Did it have the side panels sitting in a plastic groove in the bottom rim ?
Or was the bottom panel flush with the edges ?

And did you remove the bottom rim ?


----------



## adjangs (Mar 13, 2010)

Yep, I de-rimmed the bottom too. It used to sit in a plastic groove so that the bottom glass panel was raised off the stand some. Definitely was not flush. Does it matter for integrity of the tank, or for convenience of de-rimming or..? It's my first and only de-rim so I'm still learning.

I don't have 5 posts yet and so can't post links yet... but if you want to view my guide for the process you can google "How to remove the rim off a standard rimmed tank" By Erik Ostrander.
​


----------



## greenknight (Mar 3, 2010)

adjangs said:


> I don't have 5 posts yet and so can't post links yet... but if you want to view my guide for the process you can google "How to remove the rim off a standard rimmed tank" By Erik Ostrander.


nice.. I actually read that also to de-rim the tank.

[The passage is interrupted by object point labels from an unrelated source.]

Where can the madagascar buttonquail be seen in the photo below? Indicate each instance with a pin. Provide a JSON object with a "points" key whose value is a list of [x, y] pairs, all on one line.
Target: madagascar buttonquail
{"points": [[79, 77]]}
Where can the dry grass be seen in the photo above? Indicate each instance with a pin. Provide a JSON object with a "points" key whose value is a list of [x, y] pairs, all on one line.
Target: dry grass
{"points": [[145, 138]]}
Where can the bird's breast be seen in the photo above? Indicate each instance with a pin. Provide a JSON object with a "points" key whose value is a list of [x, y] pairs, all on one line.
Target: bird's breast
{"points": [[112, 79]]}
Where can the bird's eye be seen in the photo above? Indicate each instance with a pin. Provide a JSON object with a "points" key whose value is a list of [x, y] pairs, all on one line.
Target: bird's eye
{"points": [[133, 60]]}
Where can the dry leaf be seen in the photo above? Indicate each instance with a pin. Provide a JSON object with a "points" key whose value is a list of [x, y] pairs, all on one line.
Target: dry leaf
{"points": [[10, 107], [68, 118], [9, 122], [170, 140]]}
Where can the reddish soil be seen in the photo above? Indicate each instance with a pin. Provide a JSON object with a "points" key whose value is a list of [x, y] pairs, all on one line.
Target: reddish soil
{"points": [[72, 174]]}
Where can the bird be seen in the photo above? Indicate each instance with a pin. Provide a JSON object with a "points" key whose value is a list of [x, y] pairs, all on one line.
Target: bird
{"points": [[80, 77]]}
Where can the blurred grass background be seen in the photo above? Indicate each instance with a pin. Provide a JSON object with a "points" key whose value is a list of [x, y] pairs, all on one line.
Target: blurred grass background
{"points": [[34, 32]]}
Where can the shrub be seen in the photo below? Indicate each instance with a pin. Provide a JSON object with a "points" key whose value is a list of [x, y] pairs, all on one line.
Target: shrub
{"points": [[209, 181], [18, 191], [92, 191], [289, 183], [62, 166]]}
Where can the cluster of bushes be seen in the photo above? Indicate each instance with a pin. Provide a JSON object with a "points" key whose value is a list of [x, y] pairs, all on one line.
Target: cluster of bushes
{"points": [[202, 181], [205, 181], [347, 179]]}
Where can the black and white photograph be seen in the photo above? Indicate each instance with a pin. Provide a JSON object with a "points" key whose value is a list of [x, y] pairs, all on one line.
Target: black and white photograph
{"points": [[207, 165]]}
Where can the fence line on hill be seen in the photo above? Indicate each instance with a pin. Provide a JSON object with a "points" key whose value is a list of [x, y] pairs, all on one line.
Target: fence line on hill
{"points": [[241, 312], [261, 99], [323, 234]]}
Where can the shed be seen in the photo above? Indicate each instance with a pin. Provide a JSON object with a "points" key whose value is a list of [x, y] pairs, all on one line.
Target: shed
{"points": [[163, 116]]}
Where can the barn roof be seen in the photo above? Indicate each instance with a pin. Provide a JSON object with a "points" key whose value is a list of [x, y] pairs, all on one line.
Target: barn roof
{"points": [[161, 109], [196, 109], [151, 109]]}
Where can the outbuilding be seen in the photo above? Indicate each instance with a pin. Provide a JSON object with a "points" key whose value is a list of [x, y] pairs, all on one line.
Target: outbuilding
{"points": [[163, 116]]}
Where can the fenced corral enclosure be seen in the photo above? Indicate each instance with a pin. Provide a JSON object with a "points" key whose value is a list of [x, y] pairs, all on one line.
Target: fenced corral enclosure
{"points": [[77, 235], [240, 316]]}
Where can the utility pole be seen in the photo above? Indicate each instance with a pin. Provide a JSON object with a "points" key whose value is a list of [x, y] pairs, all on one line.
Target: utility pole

Well if you see the other post in DIY about 2.5. 5, 10 G de-rim tanks,
the concern with space left under the bottom panel is that pressure
of the 88 lbs in 10 G tank would compromise the seal eventually at the
bottom.

less of a concern with 2.5 or 5 gallons but still a concern.

so we came toconclusion to put somehting under that empty space flush
with the side edges ..(like wood, plastic,etc) to prevent it from crumbling
or leaking.

Heres the link to that Thread http://www.plantedtank.net/forums/diy/105138-de-rimming-2-5-5-10-a.html


----------



## adjangs (Mar 13, 2010)

Oh I see now...

Although my bottom panel was supported above the bottom of the plastic rim, the glass side-panels do not extend below the bottom glass panel on my tank. Instead, the four sides rest ontop of the bottom panel which is flush with all four edges of the tank. So in my tank at least, there's no concern of the bottom panel falling out, but of the side panels exploding outward instead.


----------



## Dreanimal (Sep 3, 2015)

Not to dig up a thread from the dead, but I'm curious about this. Did anyone here have any major tank failures?


----------